Ng Mui versteckte sich in einem Tempel am Berg Tai Leung. Dort entwickelte sie ein neues Kampfkunst-System, das sich gegen die zu der Zeit vorherrschenden Kung Fu-Stile richten sollte. Es sollte auch Schwächeren ermöglichen, sich gegen die kraftintensiven Stile zu verteidigen.
Eines Tages beobachtete sie einen Kranich, der gegen einen Fuchs kämpfte. Der Kranich richtete sich immer wieder mit seinem Schnabel zum Fuchs aus, wehrte die Pfotenhiebe mit dem Flügel ab und griff den Fuchs dabei gleichzeitig mit dem Schnabel an. Aus dieser Beobachtung gewann Ng Mui die Grundidee ihres neuen Systems.

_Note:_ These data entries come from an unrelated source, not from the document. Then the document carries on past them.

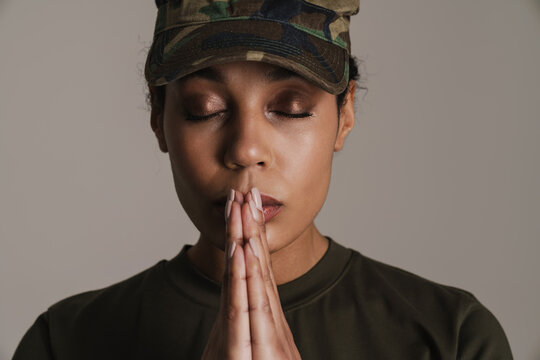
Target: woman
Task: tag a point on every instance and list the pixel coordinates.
(251, 99)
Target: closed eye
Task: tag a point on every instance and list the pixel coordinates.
(293, 115)
(195, 118)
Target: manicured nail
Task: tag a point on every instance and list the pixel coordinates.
(254, 210)
(231, 250)
(228, 208)
(257, 196)
(254, 247)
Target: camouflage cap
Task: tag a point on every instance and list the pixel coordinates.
(309, 37)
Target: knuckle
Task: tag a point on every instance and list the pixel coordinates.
(264, 307)
(234, 312)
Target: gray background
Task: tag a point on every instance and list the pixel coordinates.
(440, 175)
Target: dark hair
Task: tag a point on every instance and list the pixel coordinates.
(156, 94)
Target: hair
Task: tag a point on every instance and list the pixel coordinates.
(156, 94)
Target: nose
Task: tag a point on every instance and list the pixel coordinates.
(248, 141)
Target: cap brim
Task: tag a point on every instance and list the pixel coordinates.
(180, 51)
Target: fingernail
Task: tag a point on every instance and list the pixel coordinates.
(231, 250)
(254, 210)
(257, 196)
(254, 247)
(228, 208)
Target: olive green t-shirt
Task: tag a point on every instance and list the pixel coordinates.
(347, 306)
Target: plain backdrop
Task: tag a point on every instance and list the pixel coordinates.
(440, 176)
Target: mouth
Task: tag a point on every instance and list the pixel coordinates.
(271, 207)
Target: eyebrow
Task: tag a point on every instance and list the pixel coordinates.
(273, 75)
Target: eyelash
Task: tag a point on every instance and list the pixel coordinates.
(195, 118)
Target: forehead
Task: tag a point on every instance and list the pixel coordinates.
(256, 70)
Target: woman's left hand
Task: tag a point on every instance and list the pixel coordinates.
(271, 337)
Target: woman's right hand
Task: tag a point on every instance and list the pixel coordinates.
(230, 336)
(250, 322)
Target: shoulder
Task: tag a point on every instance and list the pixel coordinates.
(90, 321)
(103, 315)
(111, 296)
(449, 314)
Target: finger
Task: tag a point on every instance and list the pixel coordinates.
(256, 196)
(235, 314)
(251, 220)
(264, 339)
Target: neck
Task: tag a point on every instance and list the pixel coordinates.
(288, 263)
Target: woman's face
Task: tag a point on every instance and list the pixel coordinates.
(250, 124)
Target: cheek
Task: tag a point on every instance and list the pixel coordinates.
(191, 156)
(308, 158)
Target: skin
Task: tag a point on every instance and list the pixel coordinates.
(245, 137)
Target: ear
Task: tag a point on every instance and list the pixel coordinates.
(346, 118)
(156, 122)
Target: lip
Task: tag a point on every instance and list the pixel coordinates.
(271, 207)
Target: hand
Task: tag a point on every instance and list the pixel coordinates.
(250, 322)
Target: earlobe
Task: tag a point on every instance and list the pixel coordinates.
(346, 118)
(156, 122)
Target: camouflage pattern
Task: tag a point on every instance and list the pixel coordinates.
(309, 37)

Die erste Schülerin, die Ng Mui in ihrer Kunst unterrichtete, hieß Yim WingTsun (Schöner Frühling). Nach ihr benannt, bekam die neue Kampfkunst einen Namen. Yim WingTsun gelang es mithilfe dieser Kampfkunst, einen gefürchteten Schläger in ihrem Dorf, der sie begehrte und belästigte, zu besiegen. Sie gab die Kampfkunst der Tradition folgend innerhalb ihrer Familie weiter.

Nach Yim WingTsun ging die Kampfkunst anscheinend sofort in Männerhände über. Zumindest findet sich im Stammbaum des WingTsun – soweit bekannt – und allen weiteren Geschichten nach kein einziger Frauenname mehr.

Yip Man (1893-1972) war der letzte unangefochtene Großmeister des WingTsun. Seine Schüler gründeten ihre eigenen Schulen und Organisationen und entwickelten den Stil in verschiedene Richtungen weiter.

Der Stil, der heute von der EWTO gelehrt wird, geht auf Yip Mans letzten Meisterschüler Leung Ting zurück, den heutigen Vorsitzenden der International WingTsun Association (IWTA). Von diesem lernte auch Großmeister Keith R. Kernspecht das WingTsun-System und führte es in Europa ein, wo es heute mehr Verbreitung gefunden hat als in China.
GM Kernspecht reformierte für seine europäischen Schüler die chinesische Unterrichtsmethode und führte die heutigen Schülerprogramme und Graduierungen ein.